While I was in Washington this week I went up to Rock Creek Cemetery, to visit the grave of my hero, Stephen J. Field. Rock Creek Cemetery is the oldest cemetery in D.C.—dating back to 1712—and is the last resting place of many famous people. Probably its most famous feature is the “statue of grief,” so called, or the Monument to Mrs. Henry Adams, by Augustus St. Gaudens. It’s a famous enough sculpture that I’ve seen many pictures of it, but the pictures don’t really do it much justice. Nevertheless, here is one I took.

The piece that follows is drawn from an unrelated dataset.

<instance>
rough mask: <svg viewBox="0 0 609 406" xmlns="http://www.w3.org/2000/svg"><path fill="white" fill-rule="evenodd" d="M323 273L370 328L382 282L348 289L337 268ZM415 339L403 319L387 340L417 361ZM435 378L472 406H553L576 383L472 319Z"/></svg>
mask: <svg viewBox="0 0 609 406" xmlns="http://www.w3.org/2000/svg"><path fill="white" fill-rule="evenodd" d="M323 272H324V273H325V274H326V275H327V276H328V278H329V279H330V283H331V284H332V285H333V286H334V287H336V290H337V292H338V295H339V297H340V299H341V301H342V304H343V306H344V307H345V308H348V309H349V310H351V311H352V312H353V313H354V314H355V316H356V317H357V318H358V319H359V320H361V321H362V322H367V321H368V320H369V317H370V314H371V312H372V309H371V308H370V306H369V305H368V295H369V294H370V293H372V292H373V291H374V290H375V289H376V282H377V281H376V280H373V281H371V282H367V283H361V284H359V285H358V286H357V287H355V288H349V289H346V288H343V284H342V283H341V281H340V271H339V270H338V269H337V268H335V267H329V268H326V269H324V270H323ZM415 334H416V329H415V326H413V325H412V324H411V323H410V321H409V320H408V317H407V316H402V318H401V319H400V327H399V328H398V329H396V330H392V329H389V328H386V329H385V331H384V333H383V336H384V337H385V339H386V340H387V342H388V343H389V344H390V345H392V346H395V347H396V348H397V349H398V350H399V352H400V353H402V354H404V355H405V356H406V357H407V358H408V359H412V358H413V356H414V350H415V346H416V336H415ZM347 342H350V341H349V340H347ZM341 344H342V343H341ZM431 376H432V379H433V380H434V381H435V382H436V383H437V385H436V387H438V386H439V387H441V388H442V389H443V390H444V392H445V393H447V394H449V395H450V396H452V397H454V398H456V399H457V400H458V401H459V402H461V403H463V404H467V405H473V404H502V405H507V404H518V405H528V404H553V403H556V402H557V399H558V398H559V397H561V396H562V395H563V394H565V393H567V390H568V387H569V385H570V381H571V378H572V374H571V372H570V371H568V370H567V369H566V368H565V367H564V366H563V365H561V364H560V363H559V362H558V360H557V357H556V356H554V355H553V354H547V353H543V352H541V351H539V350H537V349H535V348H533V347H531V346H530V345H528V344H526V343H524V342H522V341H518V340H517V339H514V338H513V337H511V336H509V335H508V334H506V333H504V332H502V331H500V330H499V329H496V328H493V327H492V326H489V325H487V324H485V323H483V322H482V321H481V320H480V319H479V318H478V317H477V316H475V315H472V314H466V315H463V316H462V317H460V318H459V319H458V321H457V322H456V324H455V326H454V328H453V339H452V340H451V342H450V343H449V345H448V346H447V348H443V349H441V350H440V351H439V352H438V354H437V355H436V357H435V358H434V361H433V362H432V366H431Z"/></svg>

More about that monument here.
Stephen Field’s grave is a large monument which makes note of his service on the California Supreme Court as well as the U.S. Supreme Court, where he was the longest serving justice (until William O. Douglas). Field is buried with his wife Sue Virginia Field (who was twenty years his junior) and with a Mrs. Sarah H. Swearingen (just like in Deadwood) who I can only assume was Field’s daughter (?) and by several Smiths. Their connection to Field I don’t know.
(More below the fold...)
Here lies Stephen J. Field, perhaps the most influential Supreme Court Justice with the exception of John Marshall and Oliver Wendell Holmes; the first Californian on the Supreme Court; author of the great dissent in the Slaughter House Cases and Munn v. Illinois; author of Pennoyer v. Neff and Dent v. West Virginia; the man who, at the cutting edge of legal theory, pioneered recognizing corporations as “persons” under the Fourteenth Amendment and consistently defended the rights of the persecuted Chinese in California; the only Supreme Court Justice ever arrested for murder.

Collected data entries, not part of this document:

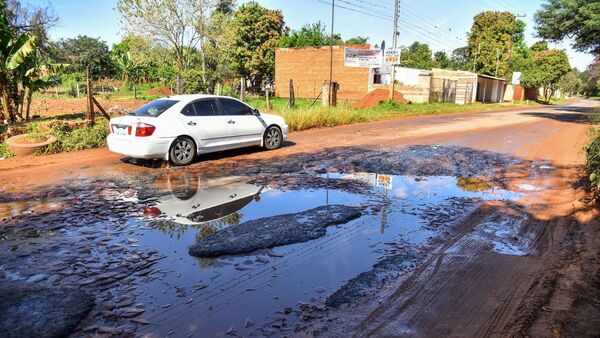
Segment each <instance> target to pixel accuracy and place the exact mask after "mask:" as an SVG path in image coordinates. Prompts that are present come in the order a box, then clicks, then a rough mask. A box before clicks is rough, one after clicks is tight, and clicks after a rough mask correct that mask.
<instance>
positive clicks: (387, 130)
mask: <svg viewBox="0 0 600 338" xmlns="http://www.w3.org/2000/svg"><path fill="white" fill-rule="evenodd" d="M555 108H556V107H554V106H548V107H539V106H535V107H533V108H522V107H521V108H510V109H506V110H498V111H490V112H467V113H452V114H440V115H435V116H424V117H406V118H400V119H390V120H382V121H375V122H368V123H361V124H353V125H345V126H339V127H334V128H320V129H313V130H308V131H302V132H295V133H292V134H291V135H290V138H289V141H288V142H286V144H284V147H282V148H281V149H278V150H275V151H270V152H265V151H262V150H261V149H258V148H249V149H240V150H233V151H226V152H221V153H216V154H209V155H206V156H203V157H201V158H199V159H198V160H197V162H196V163H195V164H193V165H192V166H190V168H206V167H207V166H210V165H220V164H223V163H228V164H230V163H233V162H235V161H239V160H266V159H271V158H274V159H278V158H281V159H282V158H285V157H287V156H290V155H296V154H301V153H310V152H314V151H319V150H322V149H324V148H336V147H342V146H343V147H367V148H377V147H381V146H384V145H386V144H387V145H390V144H401V143H414V142H429V141H434V140H436V139H440V138H441V139H444V138H447V137H454V136H457V135H461V134H464V133H467V132H473V131H482V130H485V129H492V128H497V127H502V126H508V125H519V124H525V123H531V122H535V121H538V120H539V117H538V116H536V115H535V114H536V112H539V111H543V110H548V111H552V110H553V109H555ZM165 166H166V164H165V163H163V162H161V161H150V162H148V161H140V162H139V164H138V165H135V164H134V165H132V163H131V161H128V160H127V159H126V158H123V156H121V155H118V154H114V153H111V152H109V151H108V149H107V148H101V149H90V150H82V151H74V152H69V153H60V154H52V155H45V156H36V157H26V158H8V159H5V160H2V161H0V186H2V187H4V188H5V189H7V190H15V189H17V190H18V189H21V188H23V187H35V186H42V185H47V184H51V183H55V182H57V181H60V180H64V179H69V178H77V177H86V176H95V175H98V174H119V173H122V172H125V173H132V172H133V173H135V172H139V173H144V172H146V173H148V172H153V171H154V170H155V169H156V168H157V167H165ZM149 167H150V168H149ZM40 173H43V175H40Z"/></svg>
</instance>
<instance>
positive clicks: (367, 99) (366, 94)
mask: <svg viewBox="0 0 600 338" xmlns="http://www.w3.org/2000/svg"><path fill="white" fill-rule="evenodd" d="M389 96H390V92H389V90H387V89H375V90H374V91H372V92H369V93H367V94H366V95H365V96H363V98H362V99H361V100H360V101H358V103H356V107H358V108H373V107H375V106H376V105H378V104H380V103H381V102H383V101H387V100H388V99H389ZM394 102H397V103H403V104H407V103H410V101H408V100H407V99H405V98H404V96H403V95H402V93H400V92H397V91H395V92H394Z"/></svg>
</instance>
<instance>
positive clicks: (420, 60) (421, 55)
mask: <svg viewBox="0 0 600 338" xmlns="http://www.w3.org/2000/svg"><path fill="white" fill-rule="evenodd" d="M401 49H402V51H401V53H400V65H401V66H403V67H409V68H419V69H431V68H433V66H434V65H435V61H434V60H433V58H432V56H431V49H430V48H429V45H428V44H426V43H420V42H414V43H413V44H412V45H410V46H408V47H402V48H401Z"/></svg>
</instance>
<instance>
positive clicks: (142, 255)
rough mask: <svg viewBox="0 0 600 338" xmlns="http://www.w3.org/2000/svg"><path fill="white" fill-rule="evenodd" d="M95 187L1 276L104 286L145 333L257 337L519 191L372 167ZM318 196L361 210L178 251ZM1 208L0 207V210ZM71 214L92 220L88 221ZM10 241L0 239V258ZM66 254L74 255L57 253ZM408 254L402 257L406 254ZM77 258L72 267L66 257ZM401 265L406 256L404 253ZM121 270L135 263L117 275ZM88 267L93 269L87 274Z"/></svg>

Most infuriatingly, Field is buried right next to Chief Justice Harlan Fiske Stone—one of the fathers of rational basis scrutiny and one of the leaders of the effort to undo Field’s jurisprudential legacy. I think it’s fair to say that this is not only ironic, but that Field has probably been spinning in his grave for decades now. (Stone’s son and daughter-in-law are buried next to him; his daughter-in-law died in 2001 at the age of 99.)

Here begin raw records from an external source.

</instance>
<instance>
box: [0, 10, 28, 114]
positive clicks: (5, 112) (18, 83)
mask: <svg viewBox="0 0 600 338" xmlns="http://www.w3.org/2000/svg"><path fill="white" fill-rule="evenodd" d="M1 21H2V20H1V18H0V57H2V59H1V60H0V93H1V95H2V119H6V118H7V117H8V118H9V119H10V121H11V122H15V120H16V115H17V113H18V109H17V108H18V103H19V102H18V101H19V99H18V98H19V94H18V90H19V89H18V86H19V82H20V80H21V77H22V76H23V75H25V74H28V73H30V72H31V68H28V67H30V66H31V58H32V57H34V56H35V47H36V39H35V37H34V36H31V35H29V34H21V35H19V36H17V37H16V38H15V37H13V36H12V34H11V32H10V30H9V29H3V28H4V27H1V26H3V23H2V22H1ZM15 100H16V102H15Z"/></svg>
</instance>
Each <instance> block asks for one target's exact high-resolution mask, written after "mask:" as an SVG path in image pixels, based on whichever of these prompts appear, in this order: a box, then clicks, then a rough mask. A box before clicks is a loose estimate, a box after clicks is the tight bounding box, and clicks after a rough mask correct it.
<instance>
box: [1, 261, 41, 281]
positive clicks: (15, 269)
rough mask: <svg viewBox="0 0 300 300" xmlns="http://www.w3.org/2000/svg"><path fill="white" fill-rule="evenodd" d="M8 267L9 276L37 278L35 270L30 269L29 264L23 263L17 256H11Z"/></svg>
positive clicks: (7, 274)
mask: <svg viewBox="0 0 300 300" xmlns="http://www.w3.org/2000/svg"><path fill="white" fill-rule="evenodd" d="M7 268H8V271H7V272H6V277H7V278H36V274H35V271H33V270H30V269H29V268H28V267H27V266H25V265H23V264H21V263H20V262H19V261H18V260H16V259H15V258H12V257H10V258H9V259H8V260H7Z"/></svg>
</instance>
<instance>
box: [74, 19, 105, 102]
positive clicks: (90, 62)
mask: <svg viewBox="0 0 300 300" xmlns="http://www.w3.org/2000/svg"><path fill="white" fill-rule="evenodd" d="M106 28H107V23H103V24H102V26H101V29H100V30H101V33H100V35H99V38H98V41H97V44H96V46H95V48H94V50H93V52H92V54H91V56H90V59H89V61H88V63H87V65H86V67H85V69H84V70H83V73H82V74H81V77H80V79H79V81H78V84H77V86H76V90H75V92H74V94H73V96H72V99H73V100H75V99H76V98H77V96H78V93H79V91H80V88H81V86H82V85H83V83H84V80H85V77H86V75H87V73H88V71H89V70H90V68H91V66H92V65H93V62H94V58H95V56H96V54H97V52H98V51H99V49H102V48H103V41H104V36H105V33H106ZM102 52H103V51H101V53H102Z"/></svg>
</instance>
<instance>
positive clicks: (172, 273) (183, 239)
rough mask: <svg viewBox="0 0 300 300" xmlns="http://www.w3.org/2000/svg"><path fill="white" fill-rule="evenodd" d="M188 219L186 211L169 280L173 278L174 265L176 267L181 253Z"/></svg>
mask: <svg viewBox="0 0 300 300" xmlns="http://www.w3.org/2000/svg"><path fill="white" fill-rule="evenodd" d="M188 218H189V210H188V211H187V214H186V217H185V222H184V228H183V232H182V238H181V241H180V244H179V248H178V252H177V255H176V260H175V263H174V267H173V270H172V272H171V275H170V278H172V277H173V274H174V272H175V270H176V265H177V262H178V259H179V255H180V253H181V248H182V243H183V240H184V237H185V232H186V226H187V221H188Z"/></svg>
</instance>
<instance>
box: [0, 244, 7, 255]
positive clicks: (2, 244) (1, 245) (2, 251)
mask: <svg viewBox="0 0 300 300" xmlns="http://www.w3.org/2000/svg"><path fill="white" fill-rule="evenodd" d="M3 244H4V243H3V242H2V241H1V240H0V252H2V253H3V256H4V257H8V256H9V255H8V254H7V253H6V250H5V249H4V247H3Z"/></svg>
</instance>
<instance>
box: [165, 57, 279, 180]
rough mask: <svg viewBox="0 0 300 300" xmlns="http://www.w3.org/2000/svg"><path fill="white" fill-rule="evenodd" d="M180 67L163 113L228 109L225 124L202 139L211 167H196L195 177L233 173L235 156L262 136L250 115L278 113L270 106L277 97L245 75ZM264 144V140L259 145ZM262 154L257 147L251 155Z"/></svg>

(This photo shows Stone and his wife in the foreground, with Field's monument in the distance.)
Also at Rock Creek is the great dissenter, John Marshall Harlan, whose stone is quite lovely—very stylish for 1911. Here is the lone dissenter in Plessy v. Ferguson; the man who, though he grew up a slave owner, was the author of the phrase “colorblind constitution”; the man whose lone dissent in The Civil Rights Cases led Frederick Douglass to urge him to run for president; the man whose defense of blacks was so notorious that a lynch mob in Tennessee once murdered a black defendant and pinned a note to his breast reading “Justice Harlan, come get your nigger.”
(Click here for a larger photo.)
Finally there’s Justice Willis Van Devanter, one of the great “Four Horsemen,” who dissented in the New Deal cases of the 1930s (Van Devanter wrote the dissent in Jones & Laughlin Steel), and whose grave says only his name, without mentioning his 27 years of service on the United States Supreme Court.